The metallic clatter of armored boots rang out directly above. Slowly, he raised his head, catching a glimpse of the mercenaries’ booted feet as they strode across the grating. Their silhouettes moved with precision, spreading out like a practiced routine. A flash of lightning illuminated the scene, followed seconds later by a deafening clap of thunder. The mercenaries began searching the upper platforms, checking every glider for signs of rebellion. Their movements were mechanical, methodical. No empty seat escaped their scrutiny, no corner went unnoticed.
In the beam of a flashlight, the silhouettes of two augmented mercenaries stood face-to-face, their dark shapes casting oversized shadows across three floors. They appeared to be conversing, but Lex couldn’t hear a word. His gaze lingered on their monstrous shadows. Battle armor and heavy weapons. One carried the same long-barreled high-energy laser that had ended Elvin’s life.
"Why can’t I hear them talking?" he whispered.
"Because, unlike them, you don’t have a neurochip in your brain," CR replied.
"What’s that supposed to mean?"
"Telepathy tech."
"What?"
"The old-fashioned man-to-man dialogue? It’s ancient history." CR watched the mercenaries’ footsteps closely, calculating their distance. "The guards read each other’s minds," he continued, "and more than that: every security team, no matter which corporation they work for, and the entire police force of the World Union, are all puppets of Thandros. Electrodes in their brains upload their thoughts in real-time to a secure section of the Infonet, accessible only by the government. And..."
"And what?"
"And what the mercenaries and police know, Thandros knows too. But it’s not just their conversations stored there... it’s their thoughts, dreams, emotions, and memories." CR glanced toward the mercenaries as a flashlight beam swept dangerously close. He leaned toward the boy and whispered, "Brain-computer interfaces are one thing. But anyone who wants a career in security has to sign a waiver to have part of their frontal lobe removed. It’s the center for creativity and... humanity.
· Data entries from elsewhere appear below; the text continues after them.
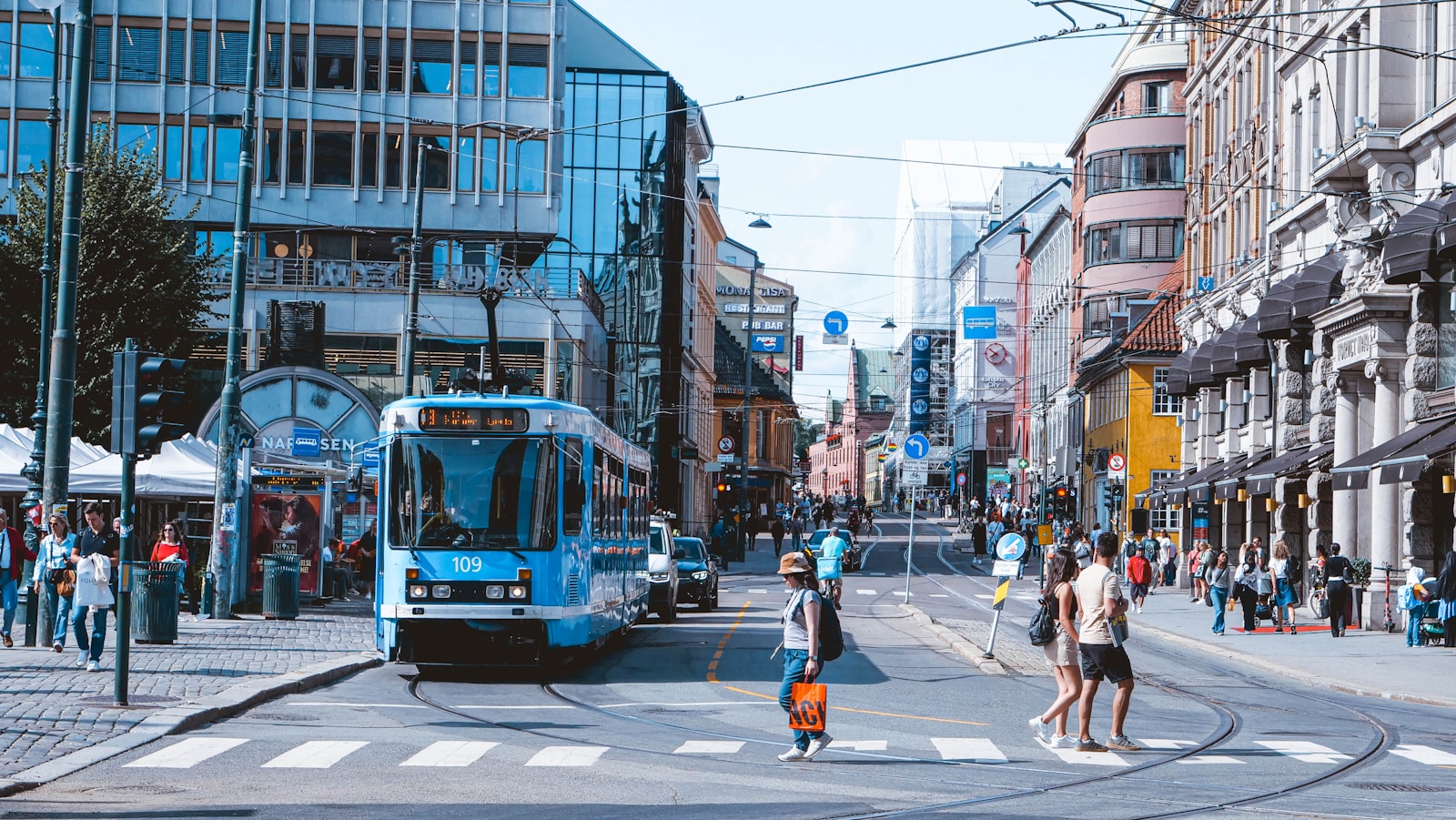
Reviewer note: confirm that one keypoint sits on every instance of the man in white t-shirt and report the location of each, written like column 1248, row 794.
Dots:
column 1099, row 599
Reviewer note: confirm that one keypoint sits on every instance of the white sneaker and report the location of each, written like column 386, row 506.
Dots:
column 1043, row 730
column 817, row 744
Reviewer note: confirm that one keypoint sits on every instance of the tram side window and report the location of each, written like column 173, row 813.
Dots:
column 574, row 488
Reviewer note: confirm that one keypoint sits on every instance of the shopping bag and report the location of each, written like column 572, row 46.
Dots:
column 810, row 701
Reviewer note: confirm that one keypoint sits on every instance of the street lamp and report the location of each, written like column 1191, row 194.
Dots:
column 35, row 471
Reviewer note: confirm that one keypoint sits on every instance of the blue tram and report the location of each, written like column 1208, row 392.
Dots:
column 510, row 528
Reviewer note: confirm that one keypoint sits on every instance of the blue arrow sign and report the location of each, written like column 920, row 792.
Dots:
column 917, row 446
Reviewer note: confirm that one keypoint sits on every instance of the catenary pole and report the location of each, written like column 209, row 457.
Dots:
column 225, row 500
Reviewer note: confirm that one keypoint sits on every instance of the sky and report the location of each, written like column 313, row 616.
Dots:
column 834, row 218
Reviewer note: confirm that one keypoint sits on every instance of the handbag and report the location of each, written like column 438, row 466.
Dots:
column 1043, row 628
column 807, row 706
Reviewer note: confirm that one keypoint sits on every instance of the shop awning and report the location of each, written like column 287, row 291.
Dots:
column 1356, row 472
column 1290, row 463
column 1410, row 249
column 1410, row 462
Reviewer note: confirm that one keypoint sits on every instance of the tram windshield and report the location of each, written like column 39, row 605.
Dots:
column 472, row 492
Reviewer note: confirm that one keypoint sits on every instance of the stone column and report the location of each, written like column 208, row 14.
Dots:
column 1344, row 526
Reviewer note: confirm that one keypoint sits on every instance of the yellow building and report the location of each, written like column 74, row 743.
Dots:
column 1127, row 412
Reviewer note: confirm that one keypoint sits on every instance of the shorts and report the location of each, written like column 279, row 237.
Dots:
column 1106, row 662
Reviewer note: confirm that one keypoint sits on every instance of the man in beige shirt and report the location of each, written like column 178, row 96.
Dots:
column 1098, row 601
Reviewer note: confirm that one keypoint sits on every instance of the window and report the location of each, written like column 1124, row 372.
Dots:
column 36, row 47
column 232, row 58
column 332, row 157
column 1164, row 404
column 431, row 65
column 298, row 62
column 172, row 153
column 533, row 167
column 273, row 62
column 466, row 76
column 177, row 56
column 201, row 57
column 334, row 63
column 225, row 153
column 1158, row 98
column 528, row 70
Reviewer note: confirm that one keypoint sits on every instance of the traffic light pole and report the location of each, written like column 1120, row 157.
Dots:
column 225, row 495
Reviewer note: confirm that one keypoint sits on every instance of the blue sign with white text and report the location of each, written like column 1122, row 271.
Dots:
column 979, row 322
column 306, row 441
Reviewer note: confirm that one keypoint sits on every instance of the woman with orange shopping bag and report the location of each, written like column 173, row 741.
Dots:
column 801, row 650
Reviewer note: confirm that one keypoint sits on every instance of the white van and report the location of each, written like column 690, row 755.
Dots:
column 662, row 572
Wrap your head around that: they steal their workers’ imagination."
"But without that, a person isn’t even a person anymore," the boy murmured.
"That’s the point. Mercenaries aren’t meant to be people. To the corporation, they’re just tools without a conscience," CR said softly. "Thandros wants to enslave the entire global population. Three years ago, they tried to make telepathy mandatory for everyone. Thankfully, the protests in Vega Prime stopped them."
"How could they even try to push that through?"
"With lies. They claim it’s for counter-terrorism. Every time Crimson Dawn attacks, Thandros Corp. pushes the narrative that accessing people’s thoughts and emotions is the only way to protect citizens. Even Thandros University is under their control. The corporation understands the importance of education... they know that education leads to independent thinking, and independent thinking inevitably leads to revolution in this system. So, they only teach fabricated knowledge there. Lies."
The boy lowered his gaze, turning CR’s words over in his mind. Before he could reply, a hunter light mounted to the barrel of an assault rifle swung toward them.
He froze.
The beam of light locked onto him, blinding and relentless.
One thought blared in his mind: We’re screwed.